Department of Epidemiology and Biostatistics, Institute for Human Genetics, University of California, San Francisco, California 94158-9001, USA.
Genet Epidemiol. 2012 Sep;36(6):642-51. doi: 10.1002/gepi.21659. Epub 2012 Jul 16.
New sequencing technologies provide an opportunity for assessing the impact of rare and common variants on complex diseases. Several methods have been developed for evaluating rare variants, many of which use weighted collapsing to combine rare variants. Some approaches require arbitrary frequency thresholds below which to collapse alleles, and most assume that effect sizes for each collapsed variant are either the same or a function of minor allele frequency. Some methods also further assume that all rare variants are deleterious rather than protective. We expect that such assumptions will not hold in general, and as a result performance of these tests will be adversely affected. We propose a hierarchical model, implemented in the new program CHARM, to detect the joint signal from rare and common variants within a genomic region while properly accounting for linkage disequilibrium between variants. Our model explores the scale, rather than the center of the odds ratio distribution, allowing for both causative and protective effects. We use cross-validation to assess the evidence for association in a region. We use model averaging to widen the range of disease models under which we will have good power. To assess this approach, we simulate data under a range of disease models with effects at common and/or rare variants. Overall, our method had more power than other well-known rare variant approaches; it performed well when either only rare, or only common variants were causal, and better than other approaches when both common and rare variants contributed to disease.

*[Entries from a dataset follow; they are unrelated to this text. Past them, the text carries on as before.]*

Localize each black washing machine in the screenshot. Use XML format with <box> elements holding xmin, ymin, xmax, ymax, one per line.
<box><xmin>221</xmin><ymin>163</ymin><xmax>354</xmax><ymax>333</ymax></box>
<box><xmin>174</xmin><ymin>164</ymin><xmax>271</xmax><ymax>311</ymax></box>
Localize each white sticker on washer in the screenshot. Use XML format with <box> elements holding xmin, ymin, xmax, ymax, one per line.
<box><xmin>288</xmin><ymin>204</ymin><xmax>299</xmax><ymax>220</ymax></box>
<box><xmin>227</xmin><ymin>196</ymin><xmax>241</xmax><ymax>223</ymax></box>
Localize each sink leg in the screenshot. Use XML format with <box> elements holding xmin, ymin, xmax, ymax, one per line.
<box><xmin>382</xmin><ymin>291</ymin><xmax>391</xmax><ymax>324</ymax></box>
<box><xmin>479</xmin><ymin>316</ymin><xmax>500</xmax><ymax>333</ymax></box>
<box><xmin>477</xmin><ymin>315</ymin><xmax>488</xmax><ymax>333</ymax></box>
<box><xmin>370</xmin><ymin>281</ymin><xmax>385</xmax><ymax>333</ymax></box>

新的测序技术为评估稀有和常见变异对复杂疾病的影响提供了机会。已经开发了许多用于评估稀有变异的方法,其中许多方法使用加权压缩来组合稀有变异。一些方法要求任意频率阈值低于该阈值以压缩等位基因,并且大多数方法假设每个压缩变体的效应大小要么相同,要么是次要等位基因频率的函数。一些方法还进一步假设所有稀有变体都是有害的而不是保护性的。我们预计一般情况下不会存在这种假设,因此这些测试的性能将受到不利影响。我们提出了一种层次模型,该模型在新程序 CHARM 中实现,用于在基因组区域内同时检测稀有和常见变体的联合信号,同时适当考虑变体之间的连锁不平衡。我们的模型探索了比例,而不是优势比分布的中心,允许因果和保护作用。我们使用交叉验证来评估区域内关联的证据。我们使用模型平均来扩大我们将具有良好功效的疾病模型范围。为了评估这种方法,我们在具有常见和/或稀有变异效应的一系列疾病模型下模拟数据。总体而言,我们的方法比其他著名的稀有变异方法具有更高的功效;当仅稀有或仅常见变体是因果关系时,它的表现良好,并且当常见和稀有变体都导致疾病时,它比其他方法表现更好。